Janji pada Langit
Malam itu, setelah memberikan obat pada Bayu, Dewi duduk di depan rumah, memandang bintang-bintang yang bertaburan di langit. Ia menggenggam tangan Bayu yang sudah mulai dingin, pertanda demamnya perlahan turun.
Dalam hati, Dewi berdoa. “Ya Allah, tolong beri kami kekuatan. Saya ingin Bayu sehat, dan saya ingin terus berjuang untuk keluarga kami. Saya ingin Ibu bisa istirahat tanpa harus memikirkan uang setiap hari.”
Dewi tahu, jalan mereka masih panjang. Tapi ia tidak takut. Langkah kecilnya setiap hari adalah caranya untuk mendekatkan diri pada impian yang lebih besar. Dan suatu saat nanti, ia yakin, ia akan mencapai langit yang selalu ia lihat dengan penuh harap.
Esoknya, Bayu sudah sedikit lebih baik. Dewi lega melihat adiknya mulai bisa tersenyum kembali meskipun tubuhnya masih lemah. Hari itu, ia memutuskan untuk pergi sendirian mengumpulkan botol.
“Ibu, saya pergi dulu. Bayu istirahat di rumah saja, ya. Saya akan cepat kembali,” ujar Dewi sambil memasang karung di punggungnya.
Ibu mengangguk, meski terlihat cemas. “Hati-hati, Nak. Jangan terlalu memaksakan diri.”
Dewi berjalan cepat menyusuri jalan-jalan kecil yang biasa ia lewati. Ia merasa bertanggung jawab untuk menggantikan adiknya yang belum bisa membantu. Hari itu, ia bekerja lebih keras dari biasanya, bahkan sampai menjelajah ke tempat-tempat baru yang belum pernah ia datangi.

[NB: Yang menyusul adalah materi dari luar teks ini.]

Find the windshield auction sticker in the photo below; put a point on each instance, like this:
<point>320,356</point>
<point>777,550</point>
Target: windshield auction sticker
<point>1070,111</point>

Di salah satu gang sempit, Dewi melihat tumpukan botol dan kaleng yang cukup banyak di depan sebuah toko kecil. Pemilik toko, seorang pria tua dengan wajah ramah, keluar dan memerhatikan Dewi.
“Apa yang kamu cari, Nak?” tanyanya.
“Botol bekas, Pak. Kalau Bapak tidak keberatan, saya boleh mengambilnya?” jawab Dewi sambil menundukkan kepala.